# Accidentally 'chown -R' to /usr/local in jail as root



## tekkon (Mar 6, 2009)

I am running Freebsd 7.1 release. I have an 'ezjail' created jail and I was logged in as root with 'jexec'.

I wanted to "chown -R www:www /usr/local/www" because of some permission issue.
Instead I accidentally "chown -R www:www /usr/local"

Now the all the file and directories in '/usr/local' is own by user "www"
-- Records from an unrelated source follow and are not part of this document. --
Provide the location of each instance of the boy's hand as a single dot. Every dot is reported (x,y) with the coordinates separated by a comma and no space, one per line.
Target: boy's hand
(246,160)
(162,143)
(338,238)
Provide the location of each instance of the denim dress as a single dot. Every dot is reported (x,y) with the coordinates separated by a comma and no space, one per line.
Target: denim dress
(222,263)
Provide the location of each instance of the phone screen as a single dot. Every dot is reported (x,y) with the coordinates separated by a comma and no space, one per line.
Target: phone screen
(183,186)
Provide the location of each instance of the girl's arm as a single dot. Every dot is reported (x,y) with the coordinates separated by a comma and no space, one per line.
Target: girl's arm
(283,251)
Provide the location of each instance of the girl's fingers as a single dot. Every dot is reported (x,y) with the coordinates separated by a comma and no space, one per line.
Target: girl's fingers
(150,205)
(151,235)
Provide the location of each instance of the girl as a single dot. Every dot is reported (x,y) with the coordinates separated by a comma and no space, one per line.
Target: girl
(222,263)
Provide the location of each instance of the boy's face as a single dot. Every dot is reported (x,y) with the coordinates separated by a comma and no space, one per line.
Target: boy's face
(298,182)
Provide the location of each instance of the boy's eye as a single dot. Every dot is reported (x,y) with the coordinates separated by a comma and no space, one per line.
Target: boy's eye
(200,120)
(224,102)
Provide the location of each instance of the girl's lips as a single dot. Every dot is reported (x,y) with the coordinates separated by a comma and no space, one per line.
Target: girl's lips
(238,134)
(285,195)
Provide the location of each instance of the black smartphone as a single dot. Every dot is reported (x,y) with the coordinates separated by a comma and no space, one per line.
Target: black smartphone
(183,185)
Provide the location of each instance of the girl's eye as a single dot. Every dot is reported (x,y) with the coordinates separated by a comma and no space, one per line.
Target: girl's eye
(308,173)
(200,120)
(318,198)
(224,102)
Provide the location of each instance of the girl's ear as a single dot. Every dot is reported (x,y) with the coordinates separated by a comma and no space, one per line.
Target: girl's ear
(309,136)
I think I might have done some serious damage to the jail. I haven't executed any further commands after that. Is there any way to revert the last action made in Freebsd? Or could I restore the original permissions for '/usr/local' with 'ezjail-admin'?


----------



## crsd (Mar 6, 2009)

It should be pretty safe to `chown -R root:wheel /usr/local` with some exceptions, running `find /usr/local/ -not -user root -or -not -group wheel` gives me etc/sasldb2.db owned by cyrus:mail and all directories in /usr/local/man owned by man:wheel (recursively, not files). YMMV, however.


----------



## anomie (Mar 6, 2009)

I'd add that you need to get into the habit of backing up your jail regularly, and especially just before performing maintenance or upgrades. The cpdup program (in ports) is great for this purpose.


----------



## Mel_Flynn (Mar 7, 2009)

```
for mfile in /var/db/pkg/*/+MTREE_DIRS; do
    mtree -ude -f ${mfile} -p /usr/local
done
```
That takes care of all _directories_ created by installed ports. Don't worry about the messages.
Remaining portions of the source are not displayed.